The outcomes of limitations in access to healthcare to protect patients remain unclear.

2.3. What Can We Learn from Pandemic and Hospital Safe Mode Managing?

The COVID-19 pandemic has changed the way how healthcare is delivered and has affected the functioning of healthcare facilities (8). Although the impact of public health threats around the world shows the risk for chronic diseases, especially in oncological patients, it shows a reassurance of nonreasonable defensive medicine, as well. Limitations to hospitals' access to healthcare services in some countries show the better implementation of the informatization to restrict the waiting list. Following this, we direct our attention to the use of telehealth, where possible, as a powerful tool in the post-pandemic situation. Efforts should be made to apply all the measures and procedures that can protect the patient when visiting a doctor and educate patients to be responsible (9).

Principally, the main strategy is to adopt and provide the required clinical services for patients with conditions other than COVID-19 in the safest way to reduce disease transmission (10), since no evidence that lessens the diagnostic and therapeutic processes shows effectiveness in stopping the spread of the SARS-CoV-2 virus.

The impact of the COVID-19 outbreak has raised significant concerns for patients and increased the number of queries from health and social care organizations regarding specific patient rights they are treating and caring for.

For instance, considering the increasing number of cancer and other chronic diseases diagnosed every year, the consequence of skipped appointments is that there will be numerous undiagnosed conditions that would not be detected until the following appointment when the disease gets worse and maybe no longer treatable. So, we will have a higher rate of death from cancer than from COVID-19 (11).

Follow-up consultations result in a review of recommendations by the scientific researchers, healthcare industry, policy-makers, and other funding bodies to cover the ongoing awareness deficit and to introduce interdisciplinary approaches for advanced diagnostics and treatments tailored to the person and cost-effective healthcare (12).

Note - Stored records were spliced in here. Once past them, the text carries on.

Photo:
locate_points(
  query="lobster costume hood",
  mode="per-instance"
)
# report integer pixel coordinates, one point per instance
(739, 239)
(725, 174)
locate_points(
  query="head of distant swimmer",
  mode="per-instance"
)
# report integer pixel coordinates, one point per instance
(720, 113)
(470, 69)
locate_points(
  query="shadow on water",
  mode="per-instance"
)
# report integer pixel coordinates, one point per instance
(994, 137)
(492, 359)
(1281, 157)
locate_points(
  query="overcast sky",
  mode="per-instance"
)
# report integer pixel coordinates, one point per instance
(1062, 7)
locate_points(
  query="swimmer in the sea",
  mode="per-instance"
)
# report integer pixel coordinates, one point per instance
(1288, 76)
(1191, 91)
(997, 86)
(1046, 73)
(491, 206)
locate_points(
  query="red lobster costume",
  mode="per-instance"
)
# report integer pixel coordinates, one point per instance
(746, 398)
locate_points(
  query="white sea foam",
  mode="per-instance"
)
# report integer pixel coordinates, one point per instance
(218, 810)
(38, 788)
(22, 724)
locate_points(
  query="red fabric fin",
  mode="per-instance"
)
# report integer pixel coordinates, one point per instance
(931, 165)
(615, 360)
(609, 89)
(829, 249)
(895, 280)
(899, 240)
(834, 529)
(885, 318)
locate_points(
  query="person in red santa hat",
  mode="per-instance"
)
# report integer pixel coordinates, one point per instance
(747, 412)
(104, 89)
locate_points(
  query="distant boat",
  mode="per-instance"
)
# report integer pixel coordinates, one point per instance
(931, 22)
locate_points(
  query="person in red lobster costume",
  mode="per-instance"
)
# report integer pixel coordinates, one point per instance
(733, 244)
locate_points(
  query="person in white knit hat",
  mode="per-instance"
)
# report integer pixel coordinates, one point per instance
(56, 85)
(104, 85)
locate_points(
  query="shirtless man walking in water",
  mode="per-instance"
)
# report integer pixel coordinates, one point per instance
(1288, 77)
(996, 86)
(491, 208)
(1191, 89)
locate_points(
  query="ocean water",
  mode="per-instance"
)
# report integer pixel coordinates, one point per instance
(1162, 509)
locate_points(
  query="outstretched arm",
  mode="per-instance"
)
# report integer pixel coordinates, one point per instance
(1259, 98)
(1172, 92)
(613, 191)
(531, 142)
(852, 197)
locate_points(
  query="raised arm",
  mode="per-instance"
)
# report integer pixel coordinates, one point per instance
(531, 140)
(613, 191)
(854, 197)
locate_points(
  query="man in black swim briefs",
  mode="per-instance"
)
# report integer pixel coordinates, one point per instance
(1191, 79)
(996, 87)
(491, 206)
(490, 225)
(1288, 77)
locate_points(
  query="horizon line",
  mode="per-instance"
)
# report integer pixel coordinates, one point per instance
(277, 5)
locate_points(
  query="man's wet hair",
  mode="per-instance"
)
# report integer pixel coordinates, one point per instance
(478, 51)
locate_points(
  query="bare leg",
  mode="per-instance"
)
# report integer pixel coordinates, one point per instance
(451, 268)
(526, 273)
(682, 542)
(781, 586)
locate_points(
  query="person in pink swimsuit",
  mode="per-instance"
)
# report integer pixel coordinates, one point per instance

Most importantly, it should not come down to a choice between COVID-19 treatment or cancer treatment, but both diseases should receive the same attention. The healthcare system should reach a point in which it can be able to treat both (13).

On the frontline, the COVID-19 pandemic evokes anxieties and fears, and more than ever before, health professionals need to protect and defend the fundamental rights and safety of their patients now. It is not possible to accept a new normal case only by treating a patient with suspected coronavirus (14).

By a preventive and innovative approach, the development and distribution of a successful and safe vaccine against COVID-19 represent a surviving answer to the pandemic. Vaccines are being expanded with exceptional enthusiasm and rapidity as the only way to guarantee the best hope for disease prevention (15). Trust across member states shall be without prejudice that any discrimination not be tolerated, in a way that patients in every country will have a right to get a vaccine at the appropriate time.

Besides, the predictive diagnostics, targeted prevention, and personalization of medical services for providing full care to the patients in the pandemic remain a very big challenge.

3. Conclusions

The International Council of the Patient Ombudsman© has a strong consensus on improving the communication to follow universal source control by diplomatic relations to provide non-COVID-19 medical service during the pandemic. Our observation shows a disruption of the delivery of care for patients with chronic disease worldwide.

The expert recommendations point to the necessity to find the best response of the hospital care management without allocating other important diseases and to keep the patient informed on the risks and the needs for certain medical behaviors. Further activities should be directed to recognize high-risk patients and to act on a preventive basis.